There is one steadfast Polaris, however—money. Trish is an indefatigable survivor who tries to escape the country through hoary stratagems: sex work, petty theft, selling out (the last to a magazine editor, played by a Zoomed-in John C. Reilly, who rebuffs both her touristy puff pieces and the banal catalogues of extrajudicial horrors he could catch more cheaply on CNN). Midway through, she solicits a document forger, well schooled in the finer points of the soi-disant “universal” tongue, who says, “‘Fuck’ is the property of the whole world!” He could be understood literally. Trish fucks a Nicaraguan subteniente for a press pass (or, rather, suffers him to fuck her) and, at the stygian Intercontinental Hotel, an Englishman drinking alone, incredibly called Daniel DeHaven (Joe Alywyn), for a nifty “50 US,” meaning, of course, dollars. “Haven” is what Trish wants from Daniel, and he looks the part: his white linen suit is the colonizer’s paragon, a starched envelope sheathing sums, motives, and a standard-issue pistol. Asked about his business, he replies variously but in the same way: oil, crops—in other words, land, the nation itself, swallowed whole.

Soon they are attached by love and a sense of possibly imagined danger that follows them everywhere. The torpor of these vague threats lead to their slow degradation and codependence, revealing Daniel as similarly vulnerable. Trish fills the air with substanceless phrases; Daniel’s pointed silences seem filled with meanings that never materialize—both a kind of chaos: that of the crowd and of the void. Trish and Daniel slumber with limbs entangled and inscribe each other’s bodies (fingers slicked with menstrual blood; her florid clawmark on his “cloud”-white torso). Trish panics at an open door, reading in it his desertion, only to find Daniel casually occluded by her backyard’s protruding wall. When Daniel wakes alone, he buries his face ecstatically in her bucket bag, whether in worshipful dependence or a canny conviction that she would sooner abandon him than cash. Trish jokes that she came to Nicaragua to discover the “exact dimensions of hell,” but this atmosphere of unconsummated suspense is more like purgatory: on a lilac-lit dance floor, scored sensuously by the Tindersticks, a long shot reveals them to be the only patrons, a scene that cannot help but remind Denis devotees of actor Denis Lavant gyrating ecstatically in Beau Travail (1991), but here that maybe-afterlife is reserved for unwelcome strangers in lands strange only to themselves.

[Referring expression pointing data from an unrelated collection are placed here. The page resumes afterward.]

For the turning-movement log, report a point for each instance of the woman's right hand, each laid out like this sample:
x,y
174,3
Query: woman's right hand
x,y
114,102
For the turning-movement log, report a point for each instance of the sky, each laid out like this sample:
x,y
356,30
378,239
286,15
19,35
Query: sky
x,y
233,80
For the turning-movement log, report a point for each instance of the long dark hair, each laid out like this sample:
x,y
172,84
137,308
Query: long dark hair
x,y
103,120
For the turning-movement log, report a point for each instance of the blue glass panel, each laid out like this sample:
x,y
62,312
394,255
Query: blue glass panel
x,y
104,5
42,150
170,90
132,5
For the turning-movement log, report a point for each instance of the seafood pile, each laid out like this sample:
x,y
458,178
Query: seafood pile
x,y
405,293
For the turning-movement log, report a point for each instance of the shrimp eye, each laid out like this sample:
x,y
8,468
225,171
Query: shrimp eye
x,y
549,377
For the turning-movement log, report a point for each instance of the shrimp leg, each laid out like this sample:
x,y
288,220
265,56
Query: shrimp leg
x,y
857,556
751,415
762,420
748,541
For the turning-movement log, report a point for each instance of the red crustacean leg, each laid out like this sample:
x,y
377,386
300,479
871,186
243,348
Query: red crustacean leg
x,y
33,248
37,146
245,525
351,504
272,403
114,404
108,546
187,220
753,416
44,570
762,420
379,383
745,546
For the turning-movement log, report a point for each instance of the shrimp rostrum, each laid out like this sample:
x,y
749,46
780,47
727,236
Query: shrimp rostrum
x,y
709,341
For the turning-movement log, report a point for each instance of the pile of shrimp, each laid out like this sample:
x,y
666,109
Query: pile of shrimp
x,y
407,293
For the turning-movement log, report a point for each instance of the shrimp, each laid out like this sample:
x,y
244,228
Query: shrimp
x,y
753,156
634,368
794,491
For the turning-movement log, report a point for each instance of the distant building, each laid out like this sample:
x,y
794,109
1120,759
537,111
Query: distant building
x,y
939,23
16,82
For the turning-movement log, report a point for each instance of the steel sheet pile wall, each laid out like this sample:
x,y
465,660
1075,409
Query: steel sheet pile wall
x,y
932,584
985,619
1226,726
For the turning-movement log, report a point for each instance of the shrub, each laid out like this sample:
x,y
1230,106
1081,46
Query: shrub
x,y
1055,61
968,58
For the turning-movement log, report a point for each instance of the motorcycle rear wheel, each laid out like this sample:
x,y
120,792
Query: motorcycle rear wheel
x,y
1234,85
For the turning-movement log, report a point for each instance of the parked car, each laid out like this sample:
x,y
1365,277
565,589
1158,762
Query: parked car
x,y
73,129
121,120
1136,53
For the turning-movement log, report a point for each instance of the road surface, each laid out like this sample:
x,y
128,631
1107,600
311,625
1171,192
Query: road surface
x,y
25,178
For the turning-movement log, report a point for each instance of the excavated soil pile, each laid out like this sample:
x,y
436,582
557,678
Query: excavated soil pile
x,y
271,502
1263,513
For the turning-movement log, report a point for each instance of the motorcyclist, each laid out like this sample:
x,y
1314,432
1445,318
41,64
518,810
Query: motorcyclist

For the first time while watching a Claire Denis film, I wondered if ambivalence sufficed, if it was enough to show white characters running before a Global South reduced to a rear-projection screen. Perhaps this is how we live within history’s flow, to its participants less pellucid river than muck. In Denis’s oeuvre, Stars at Noon hews closest to White Material (2009), but its lineage stretches further back: in film, at least to Powell and Pressburger’s Black Narcissus (1947); in literature, to Joseph Conrad’s Heart of Darkness—both about colonialism’s capacity to corrupt its own agents. In Stars at Noon, Daniel discards his tracked cell phone to a chatty cabbie, to flip on the booming black market—an appropriation that proves fatal. Here there is no sly inversion of rule or property, only offhand harms in the wake of Trish and Daniel’s passage. The violence is so determinedly oblique, in fact, it implies whiteness can be beleaguered, imperiled, imprisoned, but not touched. But in White Material, a Black African girl pilfers a chain necklace from the white plantation owner and later levels a gun at her without fear or shame, reappropriating this token of the wealth extracted from her unnamed territory. By looking into the camera, the girl extracts herself from the background and forces our recognition. She knows the stakes. Hemispheres and seasons may shift the position of the stars for the uninitiated, but to her their strewment is as recognizable as home.

Stars at Noon screens October 1–3 at the New York Film Festival, the film’s North American premiere. This evening and tomorrow, director Claire Denis and stars Joe Alwyn and Benny Safdie will be in attendance for Q&As. On October 3, Denis will introduce the film.